Doctor Who – Passing the Baton
This year will see Doctor Who producer and head writer Steven Moffat’s final season before passing the baton on to Chris Chibnall. The show has been through a number of producers, script editors, and ‘show runners’ since it began, and every time they change hands, the show itself changes, too.
But with series 10 coming after a year long break, how will Steven Moffat approach this transition? Will we see a series that is quintessentially Moffat, or will there be more of a blend of styles with Chibnall, to make the move more seamless?
Did the break come at the right time? Should the break have been between Moffat and Chibnall to allow for a ‘relaunch’? Will there be a sharp contrast from Moffat to Chibnall, and will that turn people away, or bring people in? Coming so quickly after a return for the show, is it wise to have it ‘come back, but different’ again only a few months later?
The Moffat ‘Stamp’
During his tenure as showrunner, Steven Moffat has not shied away from giving the show a shake up from time to time. Each new series has, more or less, had a different theme, a different tone, and a different focus.
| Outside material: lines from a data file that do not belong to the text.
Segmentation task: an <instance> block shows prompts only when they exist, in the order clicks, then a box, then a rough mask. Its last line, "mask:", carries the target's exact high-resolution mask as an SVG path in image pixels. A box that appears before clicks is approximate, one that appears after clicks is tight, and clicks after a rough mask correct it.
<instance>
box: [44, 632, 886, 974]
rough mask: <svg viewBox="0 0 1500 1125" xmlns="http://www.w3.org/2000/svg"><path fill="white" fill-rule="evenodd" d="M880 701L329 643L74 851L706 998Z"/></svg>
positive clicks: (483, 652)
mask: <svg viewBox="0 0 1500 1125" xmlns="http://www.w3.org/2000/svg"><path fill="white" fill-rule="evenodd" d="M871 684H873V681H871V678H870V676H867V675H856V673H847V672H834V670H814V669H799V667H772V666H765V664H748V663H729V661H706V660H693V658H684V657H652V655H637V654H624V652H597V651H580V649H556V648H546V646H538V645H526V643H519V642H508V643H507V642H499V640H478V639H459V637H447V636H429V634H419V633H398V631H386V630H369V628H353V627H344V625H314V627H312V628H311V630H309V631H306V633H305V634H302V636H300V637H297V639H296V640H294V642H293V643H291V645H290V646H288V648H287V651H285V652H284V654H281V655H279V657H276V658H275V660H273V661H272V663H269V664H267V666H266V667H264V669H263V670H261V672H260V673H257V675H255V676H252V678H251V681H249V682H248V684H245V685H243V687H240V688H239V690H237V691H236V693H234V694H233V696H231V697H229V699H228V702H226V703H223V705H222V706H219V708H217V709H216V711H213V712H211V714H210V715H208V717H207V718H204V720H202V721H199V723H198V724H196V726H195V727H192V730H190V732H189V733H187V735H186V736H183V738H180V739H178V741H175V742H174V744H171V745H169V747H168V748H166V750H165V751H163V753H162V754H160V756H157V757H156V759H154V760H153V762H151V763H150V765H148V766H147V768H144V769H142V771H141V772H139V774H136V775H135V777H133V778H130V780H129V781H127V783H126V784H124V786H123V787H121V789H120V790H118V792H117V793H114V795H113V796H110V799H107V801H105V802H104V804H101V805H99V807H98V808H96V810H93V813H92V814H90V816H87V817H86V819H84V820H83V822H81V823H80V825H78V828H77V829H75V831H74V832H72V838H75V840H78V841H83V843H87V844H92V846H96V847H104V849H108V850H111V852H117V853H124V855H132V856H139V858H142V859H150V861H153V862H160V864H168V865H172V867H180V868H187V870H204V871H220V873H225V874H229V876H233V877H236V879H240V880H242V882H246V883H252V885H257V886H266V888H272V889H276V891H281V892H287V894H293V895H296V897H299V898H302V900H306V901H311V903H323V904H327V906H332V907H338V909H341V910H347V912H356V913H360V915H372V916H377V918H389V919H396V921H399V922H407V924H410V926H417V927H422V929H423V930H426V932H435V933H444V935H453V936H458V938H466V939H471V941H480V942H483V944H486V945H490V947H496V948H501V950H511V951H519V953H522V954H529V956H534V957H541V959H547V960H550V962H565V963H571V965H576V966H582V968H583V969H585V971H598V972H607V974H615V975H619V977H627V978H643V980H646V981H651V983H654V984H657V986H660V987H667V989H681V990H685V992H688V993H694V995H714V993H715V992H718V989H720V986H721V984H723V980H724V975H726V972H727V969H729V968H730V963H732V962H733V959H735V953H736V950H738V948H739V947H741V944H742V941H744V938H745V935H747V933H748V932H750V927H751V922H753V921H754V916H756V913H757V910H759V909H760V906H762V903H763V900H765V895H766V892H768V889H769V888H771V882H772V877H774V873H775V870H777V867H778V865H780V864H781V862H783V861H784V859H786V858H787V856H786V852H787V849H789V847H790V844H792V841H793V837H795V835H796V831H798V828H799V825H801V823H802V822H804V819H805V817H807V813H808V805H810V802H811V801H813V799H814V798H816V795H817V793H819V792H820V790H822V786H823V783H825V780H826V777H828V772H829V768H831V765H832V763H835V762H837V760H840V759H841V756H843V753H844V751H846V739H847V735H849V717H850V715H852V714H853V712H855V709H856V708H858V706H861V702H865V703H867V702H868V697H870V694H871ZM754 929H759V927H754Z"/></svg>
When he first took over from Russell T Davies in 2010, his first series kept a lot of elements from the Davies era. The story was generally from the companion’s point of view, there were monsters of the week, a couple of two-parters, and a big finale that had been teased throughout. Tonally, there was a lot in common between Moffat’s first series and a lot of the Davies series, but it was different enough to make a mark.
At the time, I remember being disappointed with Moffat’s first finale – The Big Bang – feeling it to be something of a let down. It was very different from the finales of previous series, focussed more on an idea. There was a smaller set of locations, less visual scope, and more of a conceptual resolution than a physical or plot driven one. Many were left scratching their heads.
But with each successive series, Moffat tried something new. Some with more success, some with less. The Doctor fakes his death, leading to a series long mystery to be unraveled (alongside another mystery of Amy’s pregnancy). Then there was a series where every episode was a mini ‘movie’ concept, complete with posters and everything. Then we had the big, dramatic, 50th Anniversary, which loomed over everything else.
The Twelfth Doctor
Peter Capaldi’s time has been much more reserved and ‘play it safe’ compared to some of Moffat’s other conceptual attempts. The format started to calm and focus more on a single character issue, rather than wider conceptual ones. The 12th Doctor’s first series asked the question ‘Am I a good man?’, and the second asked if Clara was a good person, and broadly if they were good for each other.
Capaldi’s final series will have two companions, one of whom is non-human – another shake up of the format. This will offer yet more opportunities to delve into the moral nature of the Doctor from fresh perspectives. Bill, a new pair of eyes, will have a less obscured view of the Doctor, not having already gone through countless adventures. Nardole, an alien, will no doubt have his own perspective (filtered through Matt Lucas’ comic relief).
Since the show has been on a break for the past year, one has to wonder just what sort of series we will be getting this time with regards to the transition. When Russell T Davies handed over to Steven Moffat, there was a year without a full series, but three specials. This gave the show some breathing space, and allowed the gradual move from one production team to another.
This time, we’re getting a full series just before the shift. Will that make the move more jarring for audiences, or will Moffat attempt to line the tone and look of his final series with Chibnall’s first? As I said, Moffat has never shied away from changing things up and doing something different, so would this be a difference he could implement now?
This would all depend on if Moffat and Chibnall have had extensive conversations about how the latter will run the show. Which may not be beyond the realms of possibility, after all. But even if they had, Chibnall could always change his mind, could always hit production issues, and any number of roadblocks.
The question remains, then, will the shift of showrunners be a big jolt to the viewers, and will this hurt the show, or help the show?